The homes with the most serious outbreaks and highest number of deaths were found to be for-profit. Many of them are older residences which do not meet requirements for layout that changed decades ago.

Policies which favoured for-profit, corporate ownership of long-term care homes failed to require homes that did not meet 1972 design standards to modernize, diminished frequency of comprehensive inspections, and generated a staffing  crisis. These problems were compounded by an aging population with increasingly high levels of physical disability and Alzheimer’s or related dementias.

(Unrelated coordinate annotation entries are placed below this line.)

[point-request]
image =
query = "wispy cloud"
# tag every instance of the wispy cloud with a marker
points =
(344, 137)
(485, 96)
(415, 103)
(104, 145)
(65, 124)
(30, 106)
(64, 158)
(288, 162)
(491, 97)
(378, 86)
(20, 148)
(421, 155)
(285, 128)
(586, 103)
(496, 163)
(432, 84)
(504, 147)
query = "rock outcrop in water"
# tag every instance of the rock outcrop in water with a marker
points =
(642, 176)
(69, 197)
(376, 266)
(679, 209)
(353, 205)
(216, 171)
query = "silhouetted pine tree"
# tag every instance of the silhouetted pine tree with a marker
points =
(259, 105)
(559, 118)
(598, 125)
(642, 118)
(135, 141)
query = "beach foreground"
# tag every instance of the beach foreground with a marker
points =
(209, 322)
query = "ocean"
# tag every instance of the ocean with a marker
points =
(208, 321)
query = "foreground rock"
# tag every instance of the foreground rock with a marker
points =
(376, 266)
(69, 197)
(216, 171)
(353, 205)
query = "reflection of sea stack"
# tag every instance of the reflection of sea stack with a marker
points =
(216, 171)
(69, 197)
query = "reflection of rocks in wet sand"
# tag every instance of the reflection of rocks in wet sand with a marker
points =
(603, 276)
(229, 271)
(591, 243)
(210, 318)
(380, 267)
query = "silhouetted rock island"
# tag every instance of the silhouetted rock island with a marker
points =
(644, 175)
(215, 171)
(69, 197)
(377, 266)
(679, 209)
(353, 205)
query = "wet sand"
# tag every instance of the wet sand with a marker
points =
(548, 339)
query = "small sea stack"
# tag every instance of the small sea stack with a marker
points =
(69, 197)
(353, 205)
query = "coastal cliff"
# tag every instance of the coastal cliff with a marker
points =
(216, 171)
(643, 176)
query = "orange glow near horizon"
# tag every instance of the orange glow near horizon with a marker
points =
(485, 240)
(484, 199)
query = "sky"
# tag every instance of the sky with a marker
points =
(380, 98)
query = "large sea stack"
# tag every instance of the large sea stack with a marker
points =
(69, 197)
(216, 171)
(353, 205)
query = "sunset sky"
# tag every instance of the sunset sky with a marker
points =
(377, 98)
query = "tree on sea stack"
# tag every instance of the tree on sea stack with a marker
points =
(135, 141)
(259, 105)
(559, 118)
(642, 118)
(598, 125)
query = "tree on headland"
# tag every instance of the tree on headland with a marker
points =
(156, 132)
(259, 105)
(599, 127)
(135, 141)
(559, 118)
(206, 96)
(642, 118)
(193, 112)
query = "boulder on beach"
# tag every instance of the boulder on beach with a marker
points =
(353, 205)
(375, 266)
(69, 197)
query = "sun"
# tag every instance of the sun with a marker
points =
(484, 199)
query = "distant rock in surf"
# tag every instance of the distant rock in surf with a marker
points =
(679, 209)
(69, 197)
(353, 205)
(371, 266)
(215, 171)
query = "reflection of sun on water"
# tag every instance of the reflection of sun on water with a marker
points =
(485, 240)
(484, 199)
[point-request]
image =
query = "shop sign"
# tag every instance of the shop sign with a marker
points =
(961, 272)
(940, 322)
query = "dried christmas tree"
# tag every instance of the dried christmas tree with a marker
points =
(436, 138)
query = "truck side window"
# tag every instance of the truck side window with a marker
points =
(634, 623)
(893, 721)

For the study, Badone interviewed 94 residents’ families, administrators, nurses and personal support workers, documenting their stories.  She also consulted numerous reports based on public inquiries into long-term care and research conducted by groups such as the Registered Nurses’ Association of Ontario.  The experiences of four families and one staff member are highlighted through detailed narratives in Badone’s article.

The picture they paint is not one of sudden crisis, but of ordinary lapses in institutional care prior to COVID-19, which were mitigated     by residents’ family members’ efforts to provide additional care, often requiring hours devoted to feeding, hygiene and social support for long-term care residents.

“Family caregivers were helping to keep the system going prior to the pandemic. With the lockdown, the staffing problems became exacerbated and spiraled out of control,” she says.

Badone is careful not to demonize the staff at LTCs, who expressed deep concerns and despair about not having the resources to spend time with residents, being overwhelmed by the sheer volume of residents requiring care each day, and who themselves felt fearful and vulnerable.  The long-term care sector also grappled with inadequate supplies of personal protective equipment, difficulties with infection prevention and control, and little access to COVID-19 testing.

“The thing I’m concerned about is the recognition of the personhood of the elderly.  I think too often those who enter LTCs are seen as being socially dead.  In other words, they are alive but no longer part of the community, part of the social world of the living,” says Badone.

“We’ve got to stop thinking of institutions as places of social death and during the pandemic, places of physical death.  We need to devote adequate resources to the physical and psychological care of the frail elderly,” she says.